Sem Controle agrega alguns dos momentos mais anárquicos já concebidas pelo diretor, além de ser um retrato pessimista da juventude holandesa no início da década de 80.

A cena, por exemplo, do sujeito paralítico em um culto religioso é, nas entrelinhas, um momento muito  mais iconoclasta que qualquer capa de banda de metal satanista discípula do cramulhão. 


E foi em 2006, já com carreira consolidada nos EUA, mas por outro lado, saindo de um fracasso comercial chamado O Homem sem sombra, que Paul Verhoeven voltou os seus olhos momentaneamente para a Europa. Aliás, não apenas para a Europa, mas para a guerra, já que foi em 2006 que ele lançou A Espiã, drama da Segunda Guerra Mundial que narra a história de uma guria judia infiltrada entre os nazistas. O longa-metragem é uma trama de espionagem, repleta de traições, intrigas e tudo mais que o gênero apetece. 



Posto tudo isso, é até surpreendente que, sempre que possível, Verhoeven conseguiu imprimir a sua marca de autor fodão mesmo em território Hollywoodiano, vide os divertidíssimos Robocop, Conquista Sangrenta, Vingador do Futuro e Tropas Estelares.

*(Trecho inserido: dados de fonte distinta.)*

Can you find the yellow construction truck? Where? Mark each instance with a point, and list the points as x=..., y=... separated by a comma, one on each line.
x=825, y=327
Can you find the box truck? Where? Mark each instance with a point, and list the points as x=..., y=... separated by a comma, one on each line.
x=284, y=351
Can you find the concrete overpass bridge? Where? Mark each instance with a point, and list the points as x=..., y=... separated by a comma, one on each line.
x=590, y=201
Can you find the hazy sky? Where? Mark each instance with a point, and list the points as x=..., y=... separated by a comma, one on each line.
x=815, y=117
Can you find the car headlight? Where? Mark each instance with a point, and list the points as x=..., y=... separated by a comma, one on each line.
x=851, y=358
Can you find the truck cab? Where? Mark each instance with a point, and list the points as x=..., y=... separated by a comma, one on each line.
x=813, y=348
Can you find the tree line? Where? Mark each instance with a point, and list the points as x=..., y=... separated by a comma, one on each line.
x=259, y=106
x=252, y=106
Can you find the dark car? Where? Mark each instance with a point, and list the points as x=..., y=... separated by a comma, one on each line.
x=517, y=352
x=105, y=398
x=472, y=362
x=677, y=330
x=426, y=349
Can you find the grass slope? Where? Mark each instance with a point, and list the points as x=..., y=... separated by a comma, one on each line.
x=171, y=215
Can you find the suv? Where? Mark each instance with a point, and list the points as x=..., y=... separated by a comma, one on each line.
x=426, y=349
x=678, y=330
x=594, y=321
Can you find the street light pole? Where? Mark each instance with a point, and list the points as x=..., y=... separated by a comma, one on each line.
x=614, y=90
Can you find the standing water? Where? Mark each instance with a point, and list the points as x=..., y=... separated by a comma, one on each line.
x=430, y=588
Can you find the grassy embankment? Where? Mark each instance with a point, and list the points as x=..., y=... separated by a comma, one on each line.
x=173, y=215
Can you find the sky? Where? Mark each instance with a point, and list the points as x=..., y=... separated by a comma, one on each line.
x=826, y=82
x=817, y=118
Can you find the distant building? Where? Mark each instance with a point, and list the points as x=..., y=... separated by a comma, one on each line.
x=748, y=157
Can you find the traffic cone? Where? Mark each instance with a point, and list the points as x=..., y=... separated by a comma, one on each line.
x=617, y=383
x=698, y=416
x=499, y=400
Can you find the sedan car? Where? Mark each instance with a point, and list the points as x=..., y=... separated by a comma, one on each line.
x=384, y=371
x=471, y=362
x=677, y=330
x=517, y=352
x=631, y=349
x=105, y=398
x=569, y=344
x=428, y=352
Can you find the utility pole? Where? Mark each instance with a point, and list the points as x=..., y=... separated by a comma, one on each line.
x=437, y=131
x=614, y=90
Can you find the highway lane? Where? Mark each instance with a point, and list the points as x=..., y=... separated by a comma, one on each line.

É óbvio que esse cineasta também viu o seu nome ser achincalhado por causa de deslizes como Showgirls (1995), mas ainda assim, recentemente, ele já atiçou as plateias do mundo inteiro com o boato de que dirigirá um filme do Conan, protagonizado pelo Arnold Schwarzenegger.

Showgirls


E dizer que esse sujeito entre as duas gostosas, no início dos anos 80, foi cotado para sentar na cadeira de diretor do sexto episódio de Star Wars, O Retorno de Jedi!